Remember “Sticks & Stones can break your bones, but words will never hurt you”?

They don’t say that anymore, because they know it’s not true.  Most people ARE hurt by words.  And it’s not because they are snowflakes or sheltered by their religion or community.  It’s because mean words hurt feelings.  And feelings matter, as all my licensed clinical social workers friends implore my robot brain to believe.

Last night I posted a picture of me and my old black pug on my Facebook wall to commemorate the 10 years I have had him. One of my family members innocently made a joke appropriating a social justice movement.  In the life I’ve built, I have acquire so many amazing friends and acquaintances, many of whom have progressive ideologies.  As such, the remark offended and garnered a response.  Ever the community manager, I jumped in to explain to the family member that I understood the innocence of the post, but that innocence doesn’t remove the sting of the insult to many.  He apologized for the slight, but instead of removing the comment, decided to leave it me to remove it.

Then I went sleep.  I hadn’t slept well in a while, so I slept in late.  And I woke up to scores of messages on every messaging channel I’m on.

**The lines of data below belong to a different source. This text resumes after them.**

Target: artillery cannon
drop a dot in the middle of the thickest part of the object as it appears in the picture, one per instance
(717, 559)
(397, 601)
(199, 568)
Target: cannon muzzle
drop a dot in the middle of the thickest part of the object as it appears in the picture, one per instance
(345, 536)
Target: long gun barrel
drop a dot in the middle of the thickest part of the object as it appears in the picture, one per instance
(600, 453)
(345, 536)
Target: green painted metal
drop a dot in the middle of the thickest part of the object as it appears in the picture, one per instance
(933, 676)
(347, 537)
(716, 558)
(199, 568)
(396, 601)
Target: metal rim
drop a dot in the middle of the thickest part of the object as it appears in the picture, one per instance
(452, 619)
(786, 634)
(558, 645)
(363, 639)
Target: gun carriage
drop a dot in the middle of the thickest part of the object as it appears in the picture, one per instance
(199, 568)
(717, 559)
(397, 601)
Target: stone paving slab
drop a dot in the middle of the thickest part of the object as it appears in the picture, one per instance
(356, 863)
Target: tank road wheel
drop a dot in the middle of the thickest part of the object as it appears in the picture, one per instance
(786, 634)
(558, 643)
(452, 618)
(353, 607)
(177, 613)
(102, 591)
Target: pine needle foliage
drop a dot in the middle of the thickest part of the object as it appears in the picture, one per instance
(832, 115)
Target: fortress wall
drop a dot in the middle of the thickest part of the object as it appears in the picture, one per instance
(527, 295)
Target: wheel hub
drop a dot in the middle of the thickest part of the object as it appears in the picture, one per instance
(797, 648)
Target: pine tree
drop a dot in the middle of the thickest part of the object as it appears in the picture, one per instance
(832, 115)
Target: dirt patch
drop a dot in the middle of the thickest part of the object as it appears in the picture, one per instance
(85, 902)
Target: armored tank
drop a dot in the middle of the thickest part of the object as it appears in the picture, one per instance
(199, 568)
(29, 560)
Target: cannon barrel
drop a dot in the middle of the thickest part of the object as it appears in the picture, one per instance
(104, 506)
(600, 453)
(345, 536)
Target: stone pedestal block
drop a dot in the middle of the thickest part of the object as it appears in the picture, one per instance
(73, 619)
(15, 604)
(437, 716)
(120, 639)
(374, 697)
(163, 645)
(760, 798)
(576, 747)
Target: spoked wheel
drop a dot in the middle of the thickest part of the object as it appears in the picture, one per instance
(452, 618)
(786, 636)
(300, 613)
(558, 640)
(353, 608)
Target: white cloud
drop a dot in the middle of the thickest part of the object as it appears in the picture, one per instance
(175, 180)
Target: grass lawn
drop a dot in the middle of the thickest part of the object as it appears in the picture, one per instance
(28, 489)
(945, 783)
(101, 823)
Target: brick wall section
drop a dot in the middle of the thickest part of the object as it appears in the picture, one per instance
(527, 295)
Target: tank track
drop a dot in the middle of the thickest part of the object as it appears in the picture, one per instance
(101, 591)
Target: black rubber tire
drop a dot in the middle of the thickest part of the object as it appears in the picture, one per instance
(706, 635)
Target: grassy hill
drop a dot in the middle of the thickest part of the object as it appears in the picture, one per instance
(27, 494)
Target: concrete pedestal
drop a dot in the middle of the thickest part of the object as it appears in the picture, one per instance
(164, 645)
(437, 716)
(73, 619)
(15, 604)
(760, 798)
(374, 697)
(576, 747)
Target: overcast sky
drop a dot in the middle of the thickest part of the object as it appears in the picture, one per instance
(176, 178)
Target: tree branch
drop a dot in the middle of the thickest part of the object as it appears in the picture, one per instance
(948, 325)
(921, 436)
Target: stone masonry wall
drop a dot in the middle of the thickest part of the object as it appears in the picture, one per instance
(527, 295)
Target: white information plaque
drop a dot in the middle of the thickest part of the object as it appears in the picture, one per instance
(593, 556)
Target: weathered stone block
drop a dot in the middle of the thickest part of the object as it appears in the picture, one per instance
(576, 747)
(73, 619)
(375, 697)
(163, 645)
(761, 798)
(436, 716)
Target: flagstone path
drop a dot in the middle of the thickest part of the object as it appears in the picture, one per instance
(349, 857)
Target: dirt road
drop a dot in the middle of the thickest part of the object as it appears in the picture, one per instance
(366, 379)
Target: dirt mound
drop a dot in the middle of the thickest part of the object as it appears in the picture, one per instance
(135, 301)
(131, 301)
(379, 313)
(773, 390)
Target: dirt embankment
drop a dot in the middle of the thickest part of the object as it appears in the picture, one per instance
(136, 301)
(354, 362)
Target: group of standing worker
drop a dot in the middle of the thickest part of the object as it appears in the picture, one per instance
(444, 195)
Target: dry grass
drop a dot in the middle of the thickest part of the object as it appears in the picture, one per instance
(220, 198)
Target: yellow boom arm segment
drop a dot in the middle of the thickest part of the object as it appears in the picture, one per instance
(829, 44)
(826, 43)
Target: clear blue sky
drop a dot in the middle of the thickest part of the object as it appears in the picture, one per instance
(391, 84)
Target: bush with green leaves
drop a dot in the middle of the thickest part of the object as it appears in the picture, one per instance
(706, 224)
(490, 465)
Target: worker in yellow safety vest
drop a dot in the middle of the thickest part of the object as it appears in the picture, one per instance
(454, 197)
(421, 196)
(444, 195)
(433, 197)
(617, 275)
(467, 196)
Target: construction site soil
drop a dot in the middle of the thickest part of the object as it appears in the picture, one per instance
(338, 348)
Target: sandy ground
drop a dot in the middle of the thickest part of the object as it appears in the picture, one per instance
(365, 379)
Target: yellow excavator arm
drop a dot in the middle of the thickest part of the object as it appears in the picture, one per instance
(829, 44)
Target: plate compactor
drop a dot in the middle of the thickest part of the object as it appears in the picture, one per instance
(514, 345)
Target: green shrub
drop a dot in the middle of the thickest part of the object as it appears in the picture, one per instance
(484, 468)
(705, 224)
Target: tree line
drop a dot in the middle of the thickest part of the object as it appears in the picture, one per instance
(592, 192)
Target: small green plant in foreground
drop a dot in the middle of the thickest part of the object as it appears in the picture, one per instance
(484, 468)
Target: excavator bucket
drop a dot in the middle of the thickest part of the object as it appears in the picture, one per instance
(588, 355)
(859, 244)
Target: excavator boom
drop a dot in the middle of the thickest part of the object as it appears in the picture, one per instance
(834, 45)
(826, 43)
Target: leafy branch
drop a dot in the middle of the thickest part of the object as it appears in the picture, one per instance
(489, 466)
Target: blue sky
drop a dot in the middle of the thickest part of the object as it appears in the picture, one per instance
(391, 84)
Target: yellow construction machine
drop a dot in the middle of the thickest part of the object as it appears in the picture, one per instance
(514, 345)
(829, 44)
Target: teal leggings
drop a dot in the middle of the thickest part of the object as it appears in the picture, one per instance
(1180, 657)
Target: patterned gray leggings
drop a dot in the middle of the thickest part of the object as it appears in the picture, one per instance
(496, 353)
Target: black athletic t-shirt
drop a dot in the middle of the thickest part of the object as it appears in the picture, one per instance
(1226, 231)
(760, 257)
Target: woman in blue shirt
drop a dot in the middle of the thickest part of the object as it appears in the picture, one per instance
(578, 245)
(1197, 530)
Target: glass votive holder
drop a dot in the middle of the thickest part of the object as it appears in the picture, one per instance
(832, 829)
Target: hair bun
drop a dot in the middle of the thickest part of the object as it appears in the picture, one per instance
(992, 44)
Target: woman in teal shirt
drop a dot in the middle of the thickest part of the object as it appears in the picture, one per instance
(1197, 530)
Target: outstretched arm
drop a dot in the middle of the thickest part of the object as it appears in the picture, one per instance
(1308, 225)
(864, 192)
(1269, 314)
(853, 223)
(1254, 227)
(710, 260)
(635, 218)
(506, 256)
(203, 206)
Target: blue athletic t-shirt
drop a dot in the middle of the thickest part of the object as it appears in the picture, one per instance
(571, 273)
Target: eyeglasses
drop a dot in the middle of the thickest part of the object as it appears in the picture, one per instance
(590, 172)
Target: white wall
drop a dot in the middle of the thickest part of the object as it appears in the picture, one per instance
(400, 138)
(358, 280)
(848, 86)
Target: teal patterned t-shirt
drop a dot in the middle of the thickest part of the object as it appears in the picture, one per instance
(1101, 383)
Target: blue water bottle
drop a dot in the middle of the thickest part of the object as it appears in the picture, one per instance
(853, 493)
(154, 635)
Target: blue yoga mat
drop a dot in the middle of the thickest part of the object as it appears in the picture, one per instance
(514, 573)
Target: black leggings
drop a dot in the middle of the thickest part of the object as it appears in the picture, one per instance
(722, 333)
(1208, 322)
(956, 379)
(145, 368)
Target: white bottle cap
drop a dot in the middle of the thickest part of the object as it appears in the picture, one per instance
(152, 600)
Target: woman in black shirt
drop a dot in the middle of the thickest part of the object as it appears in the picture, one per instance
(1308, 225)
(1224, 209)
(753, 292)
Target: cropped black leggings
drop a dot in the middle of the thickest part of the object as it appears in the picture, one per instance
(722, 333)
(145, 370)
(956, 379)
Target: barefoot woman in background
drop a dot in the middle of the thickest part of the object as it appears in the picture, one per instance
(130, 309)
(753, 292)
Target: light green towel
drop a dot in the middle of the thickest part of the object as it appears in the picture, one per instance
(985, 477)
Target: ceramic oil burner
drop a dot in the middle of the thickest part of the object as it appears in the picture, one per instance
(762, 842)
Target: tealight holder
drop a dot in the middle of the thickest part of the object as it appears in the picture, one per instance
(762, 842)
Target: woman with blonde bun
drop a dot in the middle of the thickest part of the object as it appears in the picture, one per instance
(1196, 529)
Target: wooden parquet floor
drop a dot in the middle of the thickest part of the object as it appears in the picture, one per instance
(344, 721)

Apparently an old friend of mine from high school commended my tact at handling the situation by hurling a couple detailed insults at my family member.  Then my family member, clearly offended by the insults, threw more pointed ones back at my old friend.  Then a another friend jumped in.  Then another family member piped in, with threats of being more racist and offensive than anyone, as a ploy to stop the flame war (I’ll never understand this tactic).  That was coupled with multiple pleas from yet another family member, begging me to delete it all.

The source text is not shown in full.